Türkiye Rüzgâr Enerjisi Birliği (TÜREB) tarafından düzenlenen “Türkiye Rüzgâr Piyasası Görünümü: Yerli ve Küresel Pazarlardan çıkarılan Dersler ve İş Modeli Karşılaştırmaları” başlıklı TÜREK@home oturumu 24 Mart tarihinde çevrimiçi gerçekleştirildi.
Türkiye’de işletmedeki rüzgâr santrallerinin toplam kurulu güce oranı 2021 Şubat ayı itibarıyla yüzde 9,5’e ve 2020 yılında rüzgâr enerjisinden üretilen elektrik yaklaşık 25 milyar kilovatsaate ulaştı.
Enerji ve Tabii Kaynaklar Bakan Yardımcısı Abdullah Tancan, Bakanlık olarak mini YEKA GES’te olduğu gibi bir mini YEKA RES ilan etmenin arifesinde olduklarını ve yarışmanın 2 bin MW için planlandığını açıkladı.
Tansan, “2018 verilerine bakıldığında rüzgâr enerjisi üretiminde Avrupa’da 5’inci, dünyada 10’uncu sırada yer almaktayız.

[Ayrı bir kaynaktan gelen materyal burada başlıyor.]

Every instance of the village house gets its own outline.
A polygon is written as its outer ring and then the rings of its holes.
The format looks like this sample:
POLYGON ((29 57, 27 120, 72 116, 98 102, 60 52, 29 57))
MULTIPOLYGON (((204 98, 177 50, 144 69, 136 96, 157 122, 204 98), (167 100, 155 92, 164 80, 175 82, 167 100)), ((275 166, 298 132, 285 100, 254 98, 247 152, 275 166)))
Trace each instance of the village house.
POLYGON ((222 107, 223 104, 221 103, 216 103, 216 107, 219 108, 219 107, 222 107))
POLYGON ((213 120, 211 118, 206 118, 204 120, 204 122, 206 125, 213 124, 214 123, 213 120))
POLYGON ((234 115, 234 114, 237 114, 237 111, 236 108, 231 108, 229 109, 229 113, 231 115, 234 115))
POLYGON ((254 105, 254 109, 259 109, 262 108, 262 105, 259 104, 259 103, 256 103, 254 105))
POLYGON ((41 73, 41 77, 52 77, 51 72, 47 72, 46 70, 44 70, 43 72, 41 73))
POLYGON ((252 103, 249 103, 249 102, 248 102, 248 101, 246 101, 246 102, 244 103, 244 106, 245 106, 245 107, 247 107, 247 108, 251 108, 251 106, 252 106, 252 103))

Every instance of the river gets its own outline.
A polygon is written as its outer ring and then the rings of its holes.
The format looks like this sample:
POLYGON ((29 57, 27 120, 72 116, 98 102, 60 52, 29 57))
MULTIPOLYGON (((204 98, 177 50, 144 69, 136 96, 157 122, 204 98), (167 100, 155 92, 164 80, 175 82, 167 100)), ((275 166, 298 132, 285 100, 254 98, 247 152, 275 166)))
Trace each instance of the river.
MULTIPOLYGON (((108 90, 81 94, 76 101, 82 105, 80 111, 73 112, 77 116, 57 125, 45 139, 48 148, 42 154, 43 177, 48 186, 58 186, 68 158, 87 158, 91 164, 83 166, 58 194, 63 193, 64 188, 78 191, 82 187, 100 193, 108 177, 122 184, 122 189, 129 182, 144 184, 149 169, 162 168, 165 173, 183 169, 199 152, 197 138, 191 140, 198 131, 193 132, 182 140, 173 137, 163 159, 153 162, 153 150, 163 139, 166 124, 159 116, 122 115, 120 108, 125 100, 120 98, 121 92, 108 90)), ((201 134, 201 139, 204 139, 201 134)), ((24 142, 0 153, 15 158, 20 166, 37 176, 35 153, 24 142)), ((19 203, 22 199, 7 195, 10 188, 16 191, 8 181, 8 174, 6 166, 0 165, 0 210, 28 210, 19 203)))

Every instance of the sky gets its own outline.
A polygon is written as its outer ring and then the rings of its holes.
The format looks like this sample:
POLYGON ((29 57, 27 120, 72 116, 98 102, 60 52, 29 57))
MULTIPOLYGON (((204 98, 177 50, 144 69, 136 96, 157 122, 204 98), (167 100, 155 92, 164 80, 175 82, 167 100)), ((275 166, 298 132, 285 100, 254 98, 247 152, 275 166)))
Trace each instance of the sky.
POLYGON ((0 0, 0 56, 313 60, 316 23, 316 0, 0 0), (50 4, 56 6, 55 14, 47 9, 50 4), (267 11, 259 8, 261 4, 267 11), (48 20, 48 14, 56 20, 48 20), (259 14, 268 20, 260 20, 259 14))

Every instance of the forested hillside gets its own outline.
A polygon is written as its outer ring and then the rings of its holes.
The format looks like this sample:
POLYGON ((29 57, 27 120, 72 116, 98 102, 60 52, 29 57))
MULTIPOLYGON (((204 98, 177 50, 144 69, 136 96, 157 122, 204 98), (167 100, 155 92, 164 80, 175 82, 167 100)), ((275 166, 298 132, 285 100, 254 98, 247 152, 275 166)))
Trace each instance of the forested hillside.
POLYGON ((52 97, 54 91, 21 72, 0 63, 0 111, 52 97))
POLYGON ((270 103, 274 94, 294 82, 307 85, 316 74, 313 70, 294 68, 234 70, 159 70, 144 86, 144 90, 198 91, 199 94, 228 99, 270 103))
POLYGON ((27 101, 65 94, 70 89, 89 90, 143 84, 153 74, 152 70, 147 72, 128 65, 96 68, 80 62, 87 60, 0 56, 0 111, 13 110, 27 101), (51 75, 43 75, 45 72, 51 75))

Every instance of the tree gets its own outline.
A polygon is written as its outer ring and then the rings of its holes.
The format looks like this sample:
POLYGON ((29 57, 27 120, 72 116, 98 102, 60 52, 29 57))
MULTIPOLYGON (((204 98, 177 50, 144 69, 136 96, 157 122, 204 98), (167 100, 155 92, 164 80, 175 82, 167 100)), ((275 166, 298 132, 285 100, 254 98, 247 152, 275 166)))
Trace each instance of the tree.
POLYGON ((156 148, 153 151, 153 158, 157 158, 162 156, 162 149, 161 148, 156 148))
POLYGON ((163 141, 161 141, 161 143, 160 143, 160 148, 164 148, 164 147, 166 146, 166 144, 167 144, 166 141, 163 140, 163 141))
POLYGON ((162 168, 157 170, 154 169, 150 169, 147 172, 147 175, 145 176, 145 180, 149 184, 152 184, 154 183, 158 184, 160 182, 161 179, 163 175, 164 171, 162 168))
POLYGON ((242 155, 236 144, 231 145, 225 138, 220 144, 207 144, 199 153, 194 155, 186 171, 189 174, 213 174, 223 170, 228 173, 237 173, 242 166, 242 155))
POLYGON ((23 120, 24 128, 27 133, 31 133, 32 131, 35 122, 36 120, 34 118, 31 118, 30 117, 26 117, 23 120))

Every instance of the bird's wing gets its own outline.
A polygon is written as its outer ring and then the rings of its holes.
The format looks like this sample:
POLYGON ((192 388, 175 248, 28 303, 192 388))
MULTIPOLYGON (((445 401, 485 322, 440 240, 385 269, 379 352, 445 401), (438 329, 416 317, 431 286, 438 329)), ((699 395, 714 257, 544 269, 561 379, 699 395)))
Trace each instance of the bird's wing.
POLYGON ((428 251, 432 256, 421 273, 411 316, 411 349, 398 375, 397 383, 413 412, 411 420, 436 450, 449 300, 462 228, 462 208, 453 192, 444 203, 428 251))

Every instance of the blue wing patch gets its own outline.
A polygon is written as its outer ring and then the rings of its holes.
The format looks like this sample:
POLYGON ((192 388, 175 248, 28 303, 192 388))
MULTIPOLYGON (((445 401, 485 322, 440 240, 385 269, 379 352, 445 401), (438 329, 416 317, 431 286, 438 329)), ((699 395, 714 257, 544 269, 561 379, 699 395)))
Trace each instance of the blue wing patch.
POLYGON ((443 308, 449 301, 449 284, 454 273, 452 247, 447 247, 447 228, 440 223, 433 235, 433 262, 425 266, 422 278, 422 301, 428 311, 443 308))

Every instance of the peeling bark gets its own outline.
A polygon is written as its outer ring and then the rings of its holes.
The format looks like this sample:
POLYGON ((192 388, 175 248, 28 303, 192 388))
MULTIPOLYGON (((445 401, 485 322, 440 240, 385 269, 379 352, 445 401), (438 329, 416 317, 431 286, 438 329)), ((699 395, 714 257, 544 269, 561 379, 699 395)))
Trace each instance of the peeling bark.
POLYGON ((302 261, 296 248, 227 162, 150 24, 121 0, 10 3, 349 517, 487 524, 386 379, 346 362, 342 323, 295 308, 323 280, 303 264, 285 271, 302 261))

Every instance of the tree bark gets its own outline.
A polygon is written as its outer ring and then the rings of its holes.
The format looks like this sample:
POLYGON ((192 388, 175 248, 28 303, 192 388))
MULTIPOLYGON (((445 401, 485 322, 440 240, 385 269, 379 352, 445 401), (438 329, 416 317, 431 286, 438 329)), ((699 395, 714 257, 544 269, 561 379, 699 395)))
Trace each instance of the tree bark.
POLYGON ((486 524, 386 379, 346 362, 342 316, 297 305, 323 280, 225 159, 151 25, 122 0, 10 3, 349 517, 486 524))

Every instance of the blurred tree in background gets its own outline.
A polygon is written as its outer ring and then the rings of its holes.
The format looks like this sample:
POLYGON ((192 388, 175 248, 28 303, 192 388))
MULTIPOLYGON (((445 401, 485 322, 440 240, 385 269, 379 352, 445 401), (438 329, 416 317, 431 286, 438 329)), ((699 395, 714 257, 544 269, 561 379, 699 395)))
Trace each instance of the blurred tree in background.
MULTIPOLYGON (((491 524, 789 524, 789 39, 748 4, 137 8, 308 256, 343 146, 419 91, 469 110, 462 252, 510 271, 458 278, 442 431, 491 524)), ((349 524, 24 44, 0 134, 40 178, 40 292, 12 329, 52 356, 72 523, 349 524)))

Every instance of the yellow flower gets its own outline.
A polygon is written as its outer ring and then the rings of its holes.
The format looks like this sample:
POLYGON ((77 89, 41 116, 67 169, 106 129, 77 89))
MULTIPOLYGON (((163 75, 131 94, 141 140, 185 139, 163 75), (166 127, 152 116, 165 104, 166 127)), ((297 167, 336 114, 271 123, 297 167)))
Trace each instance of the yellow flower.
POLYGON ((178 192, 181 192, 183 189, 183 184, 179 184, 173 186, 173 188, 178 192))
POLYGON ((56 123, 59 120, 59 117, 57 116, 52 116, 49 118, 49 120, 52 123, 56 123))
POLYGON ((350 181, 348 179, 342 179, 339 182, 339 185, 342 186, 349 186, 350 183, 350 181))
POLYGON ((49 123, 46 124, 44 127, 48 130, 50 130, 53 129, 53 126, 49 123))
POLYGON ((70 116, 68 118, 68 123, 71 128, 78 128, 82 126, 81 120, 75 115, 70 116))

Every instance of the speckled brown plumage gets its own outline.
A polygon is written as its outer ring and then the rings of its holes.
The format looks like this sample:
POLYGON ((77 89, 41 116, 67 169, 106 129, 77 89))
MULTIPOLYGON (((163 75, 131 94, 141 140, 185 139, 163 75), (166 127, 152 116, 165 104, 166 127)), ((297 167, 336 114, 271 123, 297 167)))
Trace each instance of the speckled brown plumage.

Türkiye’nin hidroelektrik santrallerinden sonra kurulu güç açısından en büyük değere sahip olan yenilenebilir enerji kaynağı rüzgâr enerjisi.
Şubat sonu itibarıyla 9 bin 192 MW rüzgâr enerjisi kurulu gücüne ulaşmış bulunmaktayız. Güneş enerjisi sektöründe yaptığımız mini YEKA yarışmalarını, rüzgâr enerjisinde de yapmayı düşünüyoruz. 2 bin MW için mini YEKA RES ilan etmeyi planlıyoruz. Sektörle görüşmelerimiz devam ediyor. Her zaman düşüncemiz şu; mümkün olduğunca baştan yarışma koşullarının en iyisini kurgulayalım ki değişiklik olmasın ama yine sizlerden gelen talepler çerçevesinde şartnamede değişiklik yapılması icap ederse de bunları değerlendirelim.” açıklamasında bulundu.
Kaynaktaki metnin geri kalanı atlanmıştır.